Asbestosis – Causes, Symptoms, Diagnosis, Treatment and Ongoing care



  • Slowly progressive lung disease caused by inhalation of dust from fibrous silicate asbestos used in insulation, cement, and other building and construction materials
  • Nodular interstitial fibrotic lung disease caused by cascade of inflammatory responses to inhaled asbestos fibers:
    • Pleural fibrosis, pleural plaques, and interstitial fibrosis develop.
    • Lung cancer risk is increased.
  • Synonym(s): Asbestos pneumoconiosis


  • In the US, an estimated 1.3 million people who work in maintenance and construction are at risk for exposure (1).
  • In a very large part of the world, data on mesothelioma are not available (2).
  • Predominant age: Middle age (40–75 years)
  • Predominant sex: Male > Female, owing to exposure pattern

Risk Factors

  • Professional exposures most common in construction workers; those who mine, mill, or remove asbestos; ship builders; textile workers; railroad workers.
  • Office workers, teachers, and students in buildings with asbestos in place have exposure significantly lower than those of construction workers.
  • Dose-response phenomenon: Higher amounts of asbestos exposure are associated with higher risk of asbestosis (3,4,5).
  • Cigarette smoking markedly increases risk of radiographic changes and eventual lung cancer risk:
    • Likely mechanism: Decreased clearance of asbestos fibers


  • Genetic polymorphisms have been implicated (6,7,8,9,10).
  • Familial mesothelioma has been reported (11).

General Prevention

  • In the US, asbestos is federally regulated by the Occupational Health and Safety Administration.
  • Primary responsibility of employers is to provide safe work environment (3,12,13,14,15)
  • Exposure control: Substitution of safer materials or adoption of control technologies
  • During high-exposure periods, such as building repair, use fit-tested personal respirators for workers.
  • To limit exposure to others in their household, those who work with asbestos should leave their clothing at work, if possible. Work clothes should be washed and stored separately from other clothing.

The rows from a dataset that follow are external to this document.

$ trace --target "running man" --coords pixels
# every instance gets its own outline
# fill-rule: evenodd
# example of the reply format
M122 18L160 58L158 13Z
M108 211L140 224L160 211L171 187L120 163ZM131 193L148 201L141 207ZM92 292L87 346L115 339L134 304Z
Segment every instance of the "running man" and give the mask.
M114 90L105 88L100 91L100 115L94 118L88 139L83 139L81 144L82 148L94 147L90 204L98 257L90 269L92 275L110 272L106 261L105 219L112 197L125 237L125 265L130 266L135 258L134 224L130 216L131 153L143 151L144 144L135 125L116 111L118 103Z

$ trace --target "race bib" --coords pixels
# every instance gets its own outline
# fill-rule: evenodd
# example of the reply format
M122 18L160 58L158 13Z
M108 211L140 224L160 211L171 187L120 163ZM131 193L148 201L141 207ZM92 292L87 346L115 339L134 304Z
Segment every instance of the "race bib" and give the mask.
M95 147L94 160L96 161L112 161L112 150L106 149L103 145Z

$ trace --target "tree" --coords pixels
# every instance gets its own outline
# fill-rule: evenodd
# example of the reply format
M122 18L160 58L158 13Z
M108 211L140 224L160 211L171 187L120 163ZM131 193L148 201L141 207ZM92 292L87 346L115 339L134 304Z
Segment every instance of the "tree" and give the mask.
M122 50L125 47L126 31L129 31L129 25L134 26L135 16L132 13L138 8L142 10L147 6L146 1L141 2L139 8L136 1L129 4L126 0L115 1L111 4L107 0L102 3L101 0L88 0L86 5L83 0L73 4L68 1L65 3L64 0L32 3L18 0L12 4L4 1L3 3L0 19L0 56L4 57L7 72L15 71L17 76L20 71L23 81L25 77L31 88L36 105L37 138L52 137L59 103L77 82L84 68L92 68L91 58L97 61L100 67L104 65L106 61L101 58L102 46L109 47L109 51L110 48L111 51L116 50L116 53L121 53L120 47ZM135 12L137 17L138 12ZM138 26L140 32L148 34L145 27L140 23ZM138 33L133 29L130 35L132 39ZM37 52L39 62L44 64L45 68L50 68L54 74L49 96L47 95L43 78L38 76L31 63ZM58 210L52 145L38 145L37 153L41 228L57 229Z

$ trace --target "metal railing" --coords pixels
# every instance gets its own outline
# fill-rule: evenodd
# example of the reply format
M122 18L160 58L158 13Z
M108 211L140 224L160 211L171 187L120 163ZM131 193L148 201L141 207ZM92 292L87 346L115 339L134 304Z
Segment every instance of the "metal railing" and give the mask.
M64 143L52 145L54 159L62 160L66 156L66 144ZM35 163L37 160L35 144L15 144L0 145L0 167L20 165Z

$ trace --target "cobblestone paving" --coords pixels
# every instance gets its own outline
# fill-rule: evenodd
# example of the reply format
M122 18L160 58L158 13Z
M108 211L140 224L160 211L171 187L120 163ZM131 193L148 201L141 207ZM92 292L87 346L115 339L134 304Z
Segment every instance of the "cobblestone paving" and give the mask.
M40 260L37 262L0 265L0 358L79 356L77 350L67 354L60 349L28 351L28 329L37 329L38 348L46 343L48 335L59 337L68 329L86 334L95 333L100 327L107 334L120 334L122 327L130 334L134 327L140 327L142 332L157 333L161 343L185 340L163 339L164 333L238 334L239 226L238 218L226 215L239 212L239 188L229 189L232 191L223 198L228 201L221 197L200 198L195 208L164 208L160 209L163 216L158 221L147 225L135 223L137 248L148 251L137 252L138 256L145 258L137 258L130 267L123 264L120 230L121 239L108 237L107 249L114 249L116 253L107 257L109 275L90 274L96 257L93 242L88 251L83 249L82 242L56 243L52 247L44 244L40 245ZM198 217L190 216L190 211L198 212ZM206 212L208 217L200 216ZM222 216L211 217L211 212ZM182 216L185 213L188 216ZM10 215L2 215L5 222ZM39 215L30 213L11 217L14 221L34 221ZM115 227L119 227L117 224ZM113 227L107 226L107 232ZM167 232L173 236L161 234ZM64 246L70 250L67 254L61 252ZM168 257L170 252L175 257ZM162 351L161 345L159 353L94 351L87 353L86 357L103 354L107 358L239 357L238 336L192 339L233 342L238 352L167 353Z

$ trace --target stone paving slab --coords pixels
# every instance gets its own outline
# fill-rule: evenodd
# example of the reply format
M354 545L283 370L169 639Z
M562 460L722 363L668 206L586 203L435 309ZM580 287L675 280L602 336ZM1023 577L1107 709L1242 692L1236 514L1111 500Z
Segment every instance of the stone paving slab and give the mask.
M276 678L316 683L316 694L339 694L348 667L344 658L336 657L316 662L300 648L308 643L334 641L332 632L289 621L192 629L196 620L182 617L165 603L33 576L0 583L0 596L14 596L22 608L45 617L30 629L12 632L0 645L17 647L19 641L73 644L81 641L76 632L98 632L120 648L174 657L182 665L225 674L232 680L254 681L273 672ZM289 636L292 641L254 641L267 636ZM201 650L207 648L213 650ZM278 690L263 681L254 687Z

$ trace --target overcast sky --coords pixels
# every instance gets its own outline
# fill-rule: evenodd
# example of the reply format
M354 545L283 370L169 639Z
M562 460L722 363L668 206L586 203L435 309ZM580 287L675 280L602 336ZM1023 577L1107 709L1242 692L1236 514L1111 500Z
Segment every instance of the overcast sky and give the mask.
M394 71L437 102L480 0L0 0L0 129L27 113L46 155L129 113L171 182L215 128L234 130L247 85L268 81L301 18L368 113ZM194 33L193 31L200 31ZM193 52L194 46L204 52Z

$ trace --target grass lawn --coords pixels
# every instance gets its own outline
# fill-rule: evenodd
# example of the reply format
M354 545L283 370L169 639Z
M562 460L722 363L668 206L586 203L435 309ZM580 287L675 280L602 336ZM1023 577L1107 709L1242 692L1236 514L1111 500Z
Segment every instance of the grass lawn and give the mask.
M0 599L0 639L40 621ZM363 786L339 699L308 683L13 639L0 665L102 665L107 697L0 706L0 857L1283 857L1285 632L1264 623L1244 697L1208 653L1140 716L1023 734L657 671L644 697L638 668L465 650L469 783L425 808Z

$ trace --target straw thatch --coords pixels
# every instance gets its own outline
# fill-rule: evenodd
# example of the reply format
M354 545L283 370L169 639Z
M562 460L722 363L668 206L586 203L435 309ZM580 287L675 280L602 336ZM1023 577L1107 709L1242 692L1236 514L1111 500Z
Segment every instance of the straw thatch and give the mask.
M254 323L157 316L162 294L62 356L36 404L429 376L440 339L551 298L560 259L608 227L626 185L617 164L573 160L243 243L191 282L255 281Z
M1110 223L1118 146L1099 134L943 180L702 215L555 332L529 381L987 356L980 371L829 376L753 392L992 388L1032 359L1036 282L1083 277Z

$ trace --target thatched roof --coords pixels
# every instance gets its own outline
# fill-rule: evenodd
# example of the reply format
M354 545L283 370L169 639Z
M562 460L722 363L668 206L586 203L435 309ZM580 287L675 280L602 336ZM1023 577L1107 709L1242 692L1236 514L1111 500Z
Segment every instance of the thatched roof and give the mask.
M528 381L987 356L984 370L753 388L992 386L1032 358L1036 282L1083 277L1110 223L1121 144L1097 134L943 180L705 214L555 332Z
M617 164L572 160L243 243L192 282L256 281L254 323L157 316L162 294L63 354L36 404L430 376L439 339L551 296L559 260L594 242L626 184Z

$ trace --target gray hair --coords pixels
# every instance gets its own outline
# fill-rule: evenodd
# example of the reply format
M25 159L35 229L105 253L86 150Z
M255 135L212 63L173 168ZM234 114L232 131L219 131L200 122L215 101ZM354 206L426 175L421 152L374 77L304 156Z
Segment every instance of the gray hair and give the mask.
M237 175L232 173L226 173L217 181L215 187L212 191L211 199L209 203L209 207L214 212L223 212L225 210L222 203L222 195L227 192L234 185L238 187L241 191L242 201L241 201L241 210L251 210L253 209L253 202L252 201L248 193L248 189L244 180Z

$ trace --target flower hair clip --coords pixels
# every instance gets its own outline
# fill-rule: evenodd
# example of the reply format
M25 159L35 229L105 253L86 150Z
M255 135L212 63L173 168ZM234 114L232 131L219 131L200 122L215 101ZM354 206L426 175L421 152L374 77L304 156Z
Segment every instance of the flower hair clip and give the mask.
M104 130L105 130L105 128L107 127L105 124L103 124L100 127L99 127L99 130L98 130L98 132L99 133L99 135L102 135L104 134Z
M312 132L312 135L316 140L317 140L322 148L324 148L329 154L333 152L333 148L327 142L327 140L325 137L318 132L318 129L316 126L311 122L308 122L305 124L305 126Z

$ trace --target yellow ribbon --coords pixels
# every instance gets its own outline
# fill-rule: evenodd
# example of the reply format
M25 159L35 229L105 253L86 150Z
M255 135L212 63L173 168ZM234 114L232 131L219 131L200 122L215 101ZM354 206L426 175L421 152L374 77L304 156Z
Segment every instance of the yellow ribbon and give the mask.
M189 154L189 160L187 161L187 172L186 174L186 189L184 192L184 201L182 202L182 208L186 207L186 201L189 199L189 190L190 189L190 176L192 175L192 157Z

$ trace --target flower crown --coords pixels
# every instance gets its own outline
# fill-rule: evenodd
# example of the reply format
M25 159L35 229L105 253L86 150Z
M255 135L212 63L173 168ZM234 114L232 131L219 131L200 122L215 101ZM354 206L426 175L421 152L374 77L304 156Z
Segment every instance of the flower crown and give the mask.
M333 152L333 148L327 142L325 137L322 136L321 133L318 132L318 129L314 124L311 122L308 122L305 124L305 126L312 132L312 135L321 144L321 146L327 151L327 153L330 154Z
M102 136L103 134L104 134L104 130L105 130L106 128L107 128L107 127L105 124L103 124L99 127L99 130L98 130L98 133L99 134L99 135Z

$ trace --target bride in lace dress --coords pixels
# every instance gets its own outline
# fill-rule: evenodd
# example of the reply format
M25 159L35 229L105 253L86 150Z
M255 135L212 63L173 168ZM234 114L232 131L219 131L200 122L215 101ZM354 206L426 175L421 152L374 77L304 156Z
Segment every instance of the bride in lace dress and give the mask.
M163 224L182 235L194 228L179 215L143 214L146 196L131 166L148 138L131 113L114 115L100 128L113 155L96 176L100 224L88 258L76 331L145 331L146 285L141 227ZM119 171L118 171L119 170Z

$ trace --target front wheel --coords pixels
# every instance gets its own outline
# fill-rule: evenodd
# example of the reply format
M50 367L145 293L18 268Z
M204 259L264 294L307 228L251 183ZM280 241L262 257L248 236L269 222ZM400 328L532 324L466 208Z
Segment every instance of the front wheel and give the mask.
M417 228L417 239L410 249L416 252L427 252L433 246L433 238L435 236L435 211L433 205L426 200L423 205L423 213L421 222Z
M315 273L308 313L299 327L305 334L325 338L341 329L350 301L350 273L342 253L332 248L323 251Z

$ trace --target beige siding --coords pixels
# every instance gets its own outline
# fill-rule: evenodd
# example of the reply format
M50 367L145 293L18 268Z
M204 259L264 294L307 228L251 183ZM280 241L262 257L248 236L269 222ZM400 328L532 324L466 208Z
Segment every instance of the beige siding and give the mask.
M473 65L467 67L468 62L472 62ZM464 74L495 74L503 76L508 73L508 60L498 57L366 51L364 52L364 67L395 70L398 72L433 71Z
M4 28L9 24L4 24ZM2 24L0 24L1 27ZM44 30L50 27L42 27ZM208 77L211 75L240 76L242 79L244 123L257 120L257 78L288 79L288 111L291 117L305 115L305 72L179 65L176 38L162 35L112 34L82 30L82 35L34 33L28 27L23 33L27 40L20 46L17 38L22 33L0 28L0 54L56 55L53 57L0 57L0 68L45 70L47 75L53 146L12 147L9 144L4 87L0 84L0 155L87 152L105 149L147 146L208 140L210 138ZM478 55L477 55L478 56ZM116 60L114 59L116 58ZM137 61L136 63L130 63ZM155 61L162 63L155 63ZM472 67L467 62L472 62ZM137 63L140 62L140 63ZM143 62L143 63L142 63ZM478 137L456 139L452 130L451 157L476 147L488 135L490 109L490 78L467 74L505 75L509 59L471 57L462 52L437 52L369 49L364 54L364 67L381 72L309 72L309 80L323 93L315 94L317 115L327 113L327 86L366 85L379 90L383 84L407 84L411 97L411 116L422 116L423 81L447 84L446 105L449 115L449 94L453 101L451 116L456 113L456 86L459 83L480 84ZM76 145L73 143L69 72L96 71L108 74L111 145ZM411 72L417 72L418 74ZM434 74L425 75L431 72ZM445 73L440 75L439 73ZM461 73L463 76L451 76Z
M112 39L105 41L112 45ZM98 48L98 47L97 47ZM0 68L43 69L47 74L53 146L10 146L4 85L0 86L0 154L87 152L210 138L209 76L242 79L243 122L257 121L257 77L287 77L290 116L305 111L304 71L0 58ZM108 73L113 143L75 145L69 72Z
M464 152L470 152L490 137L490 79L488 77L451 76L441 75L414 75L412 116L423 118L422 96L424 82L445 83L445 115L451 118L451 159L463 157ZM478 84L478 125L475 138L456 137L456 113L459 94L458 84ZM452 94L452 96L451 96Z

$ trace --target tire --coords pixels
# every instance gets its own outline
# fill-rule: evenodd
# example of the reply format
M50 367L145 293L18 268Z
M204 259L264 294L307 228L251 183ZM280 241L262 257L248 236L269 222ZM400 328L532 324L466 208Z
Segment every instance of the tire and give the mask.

  • Asbestos fibers are inhaled. Macrophages engulf the fibers and release inflammatory mediators. Inflammatory mediators cause fibroblast proliferation, leading to fibrosis and remodeling of interstitial lung tissue, including intra-alveolar fibrosis and loss of alveolar capillary units (16).
  • Disease continues to slowly progress over the course of years, even if exposure is not ongoing (14,17,18).
  • Symptoms may be related to impaired gas exchange and/or a pattern of restrictive lung disease.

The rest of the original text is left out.